На вокзале Рауль потолкался среди пассажиров, выпил в буфете из бумажного стаканчика слишком сладкий кофе, который даже запаха кофе не имел, постоял в очереди за билетами на проходящий поезд, отошел, предупредив, что он отлучится на минутку, покрутился по залу ожидания, а потом поспешил в туалет.

Облегчившись у писсуара, Рауль подошел к умывальнику, рядом с которым находилась электрическая розетка, достал из черного кейса-дипломата бритву «Харьков», заправил вилку в розетку и принялся водить жужжащей машинкой по щекам и подбородку, сосредоточенно разглядывая в зеркале рыжую, в веснушках физиономию.

Едва он включил бритву «Харьков», радист, сидевший у принимающей аппаратуры, установленной за сотни километров от железнодорожного туалета, встрепенулся и нажал клавишу магнитофона. Одновременно положил он руку на клавиатуру, и пальцы его забегали по ней, записывая передаваемый Раулем текст.

Идея вмонтировать рацию-автомат в электробритву и пользоваться ею в общественных местах, когда возможность засечь источник радиопередачи сводится практически к нулю, принадлежала Биг Джону. Он получил за нее крупную премию и личную благодарность заместителя начальника Управления оперативного планирования Сэма Ларкина.

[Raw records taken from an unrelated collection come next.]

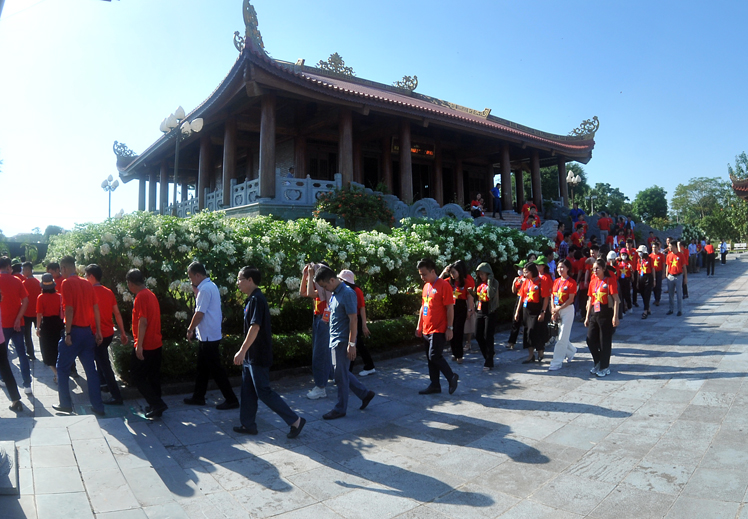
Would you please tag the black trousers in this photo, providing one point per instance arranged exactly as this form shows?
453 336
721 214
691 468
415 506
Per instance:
209 365
146 375
485 329
435 343
600 336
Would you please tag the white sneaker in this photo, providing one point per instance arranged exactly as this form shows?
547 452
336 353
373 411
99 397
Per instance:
316 393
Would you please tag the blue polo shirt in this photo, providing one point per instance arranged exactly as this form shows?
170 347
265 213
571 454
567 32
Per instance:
342 304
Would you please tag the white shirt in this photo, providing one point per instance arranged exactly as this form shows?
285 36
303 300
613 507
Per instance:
208 302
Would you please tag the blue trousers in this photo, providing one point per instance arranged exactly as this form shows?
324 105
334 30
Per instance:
256 385
321 361
345 380
83 347
16 339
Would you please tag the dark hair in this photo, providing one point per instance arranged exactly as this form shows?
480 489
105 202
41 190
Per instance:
197 268
324 274
95 270
426 263
135 277
252 273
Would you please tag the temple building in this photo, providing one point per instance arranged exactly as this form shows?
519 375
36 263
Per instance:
275 134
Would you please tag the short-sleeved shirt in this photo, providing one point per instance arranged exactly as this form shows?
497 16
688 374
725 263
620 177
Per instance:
107 302
462 292
563 289
79 294
13 292
435 299
257 311
33 288
145 305
208 301
342 304
49 304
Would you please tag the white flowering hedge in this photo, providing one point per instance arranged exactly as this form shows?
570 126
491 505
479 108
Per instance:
384 264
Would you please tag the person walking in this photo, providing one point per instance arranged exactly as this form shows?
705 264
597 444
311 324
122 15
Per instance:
256 356
206 325
343 333
602 317
82 316
488 301
145 363
562 312
436 325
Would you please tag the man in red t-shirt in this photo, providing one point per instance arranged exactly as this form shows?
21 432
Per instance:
435 325
81 316
145 364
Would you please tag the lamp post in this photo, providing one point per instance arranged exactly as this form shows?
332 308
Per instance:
177 125
109 185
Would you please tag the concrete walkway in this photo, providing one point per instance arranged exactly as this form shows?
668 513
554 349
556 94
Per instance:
664 436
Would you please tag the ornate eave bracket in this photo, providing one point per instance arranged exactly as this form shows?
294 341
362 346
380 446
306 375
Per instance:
588 128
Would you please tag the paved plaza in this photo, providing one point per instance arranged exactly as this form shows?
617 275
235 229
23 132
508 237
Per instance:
663 436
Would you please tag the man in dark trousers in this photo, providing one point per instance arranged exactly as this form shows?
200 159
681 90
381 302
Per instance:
256 356
206 323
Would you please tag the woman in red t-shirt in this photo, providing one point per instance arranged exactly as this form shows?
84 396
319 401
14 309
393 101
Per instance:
602 317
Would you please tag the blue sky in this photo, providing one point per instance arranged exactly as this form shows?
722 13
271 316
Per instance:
666 79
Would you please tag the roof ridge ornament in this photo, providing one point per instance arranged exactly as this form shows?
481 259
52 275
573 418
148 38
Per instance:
588 128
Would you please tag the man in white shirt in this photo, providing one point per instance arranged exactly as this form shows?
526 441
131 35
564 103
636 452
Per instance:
206 324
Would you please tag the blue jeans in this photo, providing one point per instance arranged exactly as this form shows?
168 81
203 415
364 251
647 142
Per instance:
344 378
321 361
16 338
83 347
256 385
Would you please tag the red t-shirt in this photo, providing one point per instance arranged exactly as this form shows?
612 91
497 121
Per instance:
34 287
462 293
49 304
79 294
675 263
435 300
146 305
13 293
562 289
107 302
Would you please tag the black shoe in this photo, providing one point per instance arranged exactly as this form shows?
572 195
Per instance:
156 412
367 399
295 431
244 430
453 383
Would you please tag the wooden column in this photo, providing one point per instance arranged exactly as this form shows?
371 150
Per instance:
229 159
164 193
506 179
406 164
141 194
460 181
537 191
519 187
300 157
267 147
387 163
438 175
345 146
204 170
562 187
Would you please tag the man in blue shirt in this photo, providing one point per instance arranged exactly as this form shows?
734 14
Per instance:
343 329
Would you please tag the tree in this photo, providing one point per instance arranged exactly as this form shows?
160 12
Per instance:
335 64
650 203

Выбривая и без того гладкие щеки, он брился уже утром, Рауль с завистью подумал о том, что идея Биг Джона настолько проста, лишь полный дурак не мог до нее догадаться.

«А вот ты и не догадался», — зло подумал Рауль, временами он не любил себя, и убрал бритву в кейс-атташе. Радиограмма, записанная на магнитофон, ушла в эфир, теперь надо было уходить, ведь факт ее передачи уже зафиксировал русский следящий радиоцентр.

Рауль неторопливо покинул здание вокзала. На площади стояло несколько такси — проходящий из Москвы поезд еще не пришел.

Он взял машину, сказал водителю, что надо ему на морской вокзал. Там Рауль расплатился и пешком направился к гостинице «Черноморская», бывшему «Парижу».

Хвоста за собой Иоганн Вейс не обнаружил.

XII

Дело Ивана Егоровича Зюзюка не было особенно сложным, материалов к нему коллеги майора подготовили достаточно, но допросы изменника и карателя требовали от Владимира высокого нервного напряжения, отнимали не только время, ведь Зюзюк изворачивался, как только мог, но и требовали большого расхода душевных сил.